After waking up and seeing those results I was already pretty happy but wanted to take a last attempt after cleaning up the dataset a bit. I took out the worst pictures which either did’t actually show toys or were too murky to be helpful and let it run once more for 3000 steps — And this time i started from the model I made in v2. Not sure if thats technical correct but basically I added 3000 extra steps with a cleaner dataset on the 12000 steps before.
This is it, less than 24 hours from just having a look at RunwayML to having 3 iterations of a model with some explorations. Pretty happy with it and definitely grateful for tools like it to find its way to creators, designers, artists plus the amazing community that is responsible for sharing those algorithms openly in the first place.
On Runway itself, it takes a bit of clicking around. The whole way it’s structured is quite a bit different from what we might be used to but the interface is sleek and more or less well done.

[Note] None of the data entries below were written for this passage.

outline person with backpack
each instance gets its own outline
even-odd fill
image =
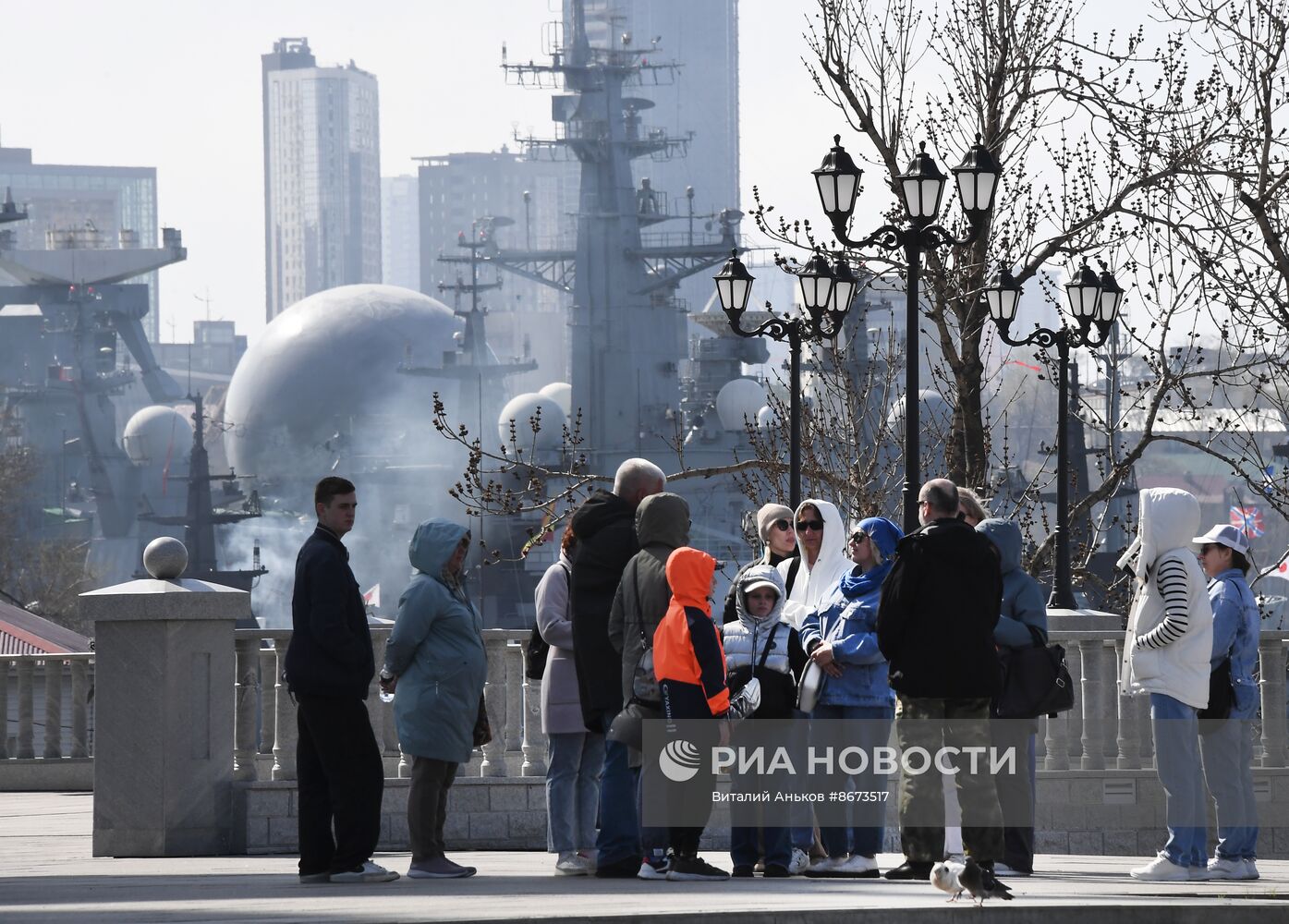
[[[541,671],[541,732],[547,759],[547,851],[557,854],[556,874],[585,876],[596,871],[596,807],[605,765],[605,736],[586,731],[572,660],[568,579],[577,537],[566,526],[559,559],[536,589],[538,631],[549,646]]]

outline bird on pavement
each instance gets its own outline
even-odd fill
[[[962,863],[942,860],[931,867],[931,884],[941,892],[947,892],[949,901],[955,902],[964,892],[963,884],[958,880],[958,874],[962,871]]]
[[[977,863],[974,857],[967,857],[963,871],[958,874],[958,883],[976,900],[977,907],[984,907],[986,898],[1012,901],[1012,890],[998,881],[993,870],[986,870]]]

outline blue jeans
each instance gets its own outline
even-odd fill
[[[820,704],[811,713],[811,720],[853,722],[853,735],[848,740],[870,756],[874,749],[883,747],[891,740],[891,723],[895,720],[893,706],[829,706]],[[875,793],[884,791],[887,778],[878,776],[869,760],[862,773],[848,776],[838,773],[830,782],[835,791]],[[855,802],[829,804],[822,808],[821,818],[843,818],[842,826],[825,827],[820,825],[819,836],[830,857],[844,857],[847,853],[860,853],[865,857],[882,851],[882,838],[886,833],[883,818],[884,802]]]
[[[1150,724],[1155,733],[1155,771],[1165,796],[1164,856],[1178,866],[1205,866],[1208,794],[1200,760],[1199,711],[1165,693],[1151,693]]]
[[[1258,807],[1253,800],[1253,723],[1227,719],[1200,735],[1209,791],[1217,800],[1217,856],[1257,860]]]
[[[605,736],[567,732],[547,736],[547,849],[589,851],[596,844],[596,805],[605,768]]]
[[[614,722],[605,717],[605,731]],[[596,838],[596,862],[599,866],[641,858],[641,825],[635,812],[637,771],[632,769],[630,749],[605,740],[605,773],[599,778],[599,835]]]

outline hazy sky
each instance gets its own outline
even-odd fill
[[[695,0],[703,3],[704,0]],[[320,64],[353,62],[380,82],[382,174],[411,157],[490,151],[512,122],[549,129],[549,93],[508,86],[512,62],[541,58],[559,0],[10,0],[0,34],[0,144],[37,162],[156,166],[159,217],[188,260],[161,271],[161,336],[193,318],[264,325],[259,55],[307,36]],[[1090,0],[1089,27],[1146,0]],[[844,122],[800,57],[813,0],[740,3],[742,196],[758,184],[784,211],[821,219],[809,170]],[[666,36],[664,36],[664,48]],[[701,126],[693,126],[701,130]],[[960,152],[942,152],[956,161]],[[171,326],[173,325],[173,326]],[[174,336],[171,336],[171,330]]]

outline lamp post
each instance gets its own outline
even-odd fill
[[[984,233],[989,215],[994,209],[994,193],[1002,168],[976,135],[976,144],[963,157],[962,164],[951,173],[958,184],[958,197],[967,215],[967,236],[958,238],[953,232],[935,224],[940,213],[940,201],[945,192],[945,174],[935,159],[927,153],[923,143],[909,162],[909,169],[895,178],[895,191],[905,209],[904,224],[886,224],[867,237],[852,240],[847,226],[855,211],[855,198],[860,191],[860,170],[842,147],[842,137],[833,135],[833,149],[824,162],[813,170],[819,197],[824,214],[833,226],[833,235],[846,247],[864,249],[870,246],[882,250],[904,250],[906,285],[906,334],[905,334],[905,397],[904,397],[904,528],[916,530],[918,490],[922,486],[922,460],[919,414],[918,414],[918,317],[919,287],[922,282],[922,255],[927,250],[945,245],[967,246]]]
[[[851,309],[858,281],[843,256],[837,258],[835,268],[829,267],[828,258],[815,253],[809,262],[795,273],[800,282],[802,307],[806,314],[797,317],[771,317],[753,330],[744,330],[741,320],[751,298],[751,284],[755,277],[748,272],[739,259],[739,251],[730,251],[730,259],[713,278],[721,308],[730,320],[730,329],[739,336],[768,336],[780,343],[788,343],[790,396],[788,401],[789,447],[788,447],[788,497],[793,510],[802,501],[802,344],[806,342],[831,340],[842,332],[846,313]],[[770,308],[770,304],[766,304]]]
[[[1004,267],[985,287],[985,302],[989,314],[998,325],[1003,343],[1013,347],[1040,347],[1057,351],[1057,437],[1056,437],[1056,567],[1052,575],[1052,597],[1048,607],[1074,610],[1074,585],[1070,572],[1070,446],[1066,421],[1070,415],[1070,351],[1076,347],[1100,347],[1110,335],[1119,305],[1124,300],[1124,290],[1109,269],[1102,269],[1098,277],[1084,260],[1065,291],[1070,299],[1070,309],[1078,322],[1078,329],[1062,323],[1060,330],[1035,327],[1023,339],[1013,339],[1009,334],[1016,320],[1016,307],[1021,300],[1021,286]],[[1096,334],[1092,327],[1096,326]]]

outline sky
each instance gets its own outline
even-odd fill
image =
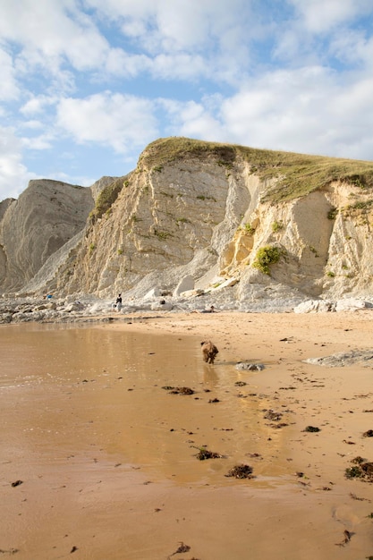
[[[0,201],[184,136],[373,159],[371,0],[0,0]]]

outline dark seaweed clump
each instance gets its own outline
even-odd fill
[[[236,465],[228,471],[226,477],[234,477],[235,479],[252,479],[252,467],[248,464]]]

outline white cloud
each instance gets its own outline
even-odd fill
[[[62,99],[57,123],[78,143],[97,142],[118,153],[144,146],[157,135],[152,102],[119,93]]]
[[[370,0],[290,0],[305,28],[312,33],[324,33],[341,23],[371,13]]]
[[[22,144],[14,130],[0,127],[0,201],[18,198],[35,178],[22,164]]]
[[[2,0],[0,35],[21,45],[19,56],[33,66],[56,72],[66,57],[77,70],[96,68],[105,61],[109,46],[74,4],[72,0]]]
[[[0,48],[1,88],[0,99],[14,99],[19,96],[19,88],[13,66],[12,56]]]

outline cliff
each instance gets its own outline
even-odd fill
[[[230,295],[241,303],[271,290],[324,298],[371,293],[371,162],[170,138],[148,146],[128,175],[97,184],[95,206],[84,207],[68,239],[52,235],[55,217],[49,241],[45,222],[37,231],[44,218],[40,209],[34,215],[35,191],[33,222],[24,211],[17,217],[27,191],[10,204],[0,242],[10,246],[10,219],[16,239],[5,275],[0,256],[3,292],[142,297],[154,287],[173,293],[191,276],[199,290],[233,286]],[[90,201],[91,191],[82,191]],[[61,190],[55,196],[60,200]],[[78,206],[64,202],[66,222]],[[31,244],[40,246],[30,252]]]
[[[89,189],[47,179],[30,181],[18,200],[3,201],[1,291],[21,290],[51,255],[84,228],[93,206]]]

Sometimes a bit too slick maybe. Some mouse-over context info for certain parameters would be nice for the uninitiated and while the latent space exploration is awesome, it also could be easier to browse and save. The amount of possibilities are amazing but frustratingly hard to find something purposefully. And right now it seems to reset to 0 when you leave the page?
In addition, it’s not a cheap thing to play around. The first test is for free, but my second iteration ran at about 50usd. Not cheap. Not sure how it compares to other services in terms of computing cost. This is on top of a monthly subscription fee too.
Plus, it’s not as transparent as could be. After the first free test, it told me that I needed to add some “credits”- meaning money to my account. It even told me exactly how much is expected for that length of training. The third time, I expected a little warning about the cost and influence on my balance, but it just started straight away. I guess we are used to eCommerce kind of check out where you expect a final confirmation when you are paying for something.
There are two kinds of cost — 0.005usd per training step and 0.05usd per minute to run a model. Now that second one is where I cant really figure out what is counted and what not. As also there doesnt seem to be a tracking of credit expenses available yet. It seems like the model is only showing me results when I actually am on the page, and scroll around. But in the lower bar it keeps on showing “1 model running” also when I leave it. And the annoying part is that when I leave and come back to that page, it seems to have deleted the cache? Which I supposedly paid for before? I am gonna do some googling now if I am maybe misunderstanding something here. If you know the answer, let me know.
As others have pointed out, RunwayML is currently in Beta. Things keep on changing, so I am sure there will be lots of improvement to this points as well. Overall I was super happy by how smoothly it worked and how it enabled me to get something going in no-time.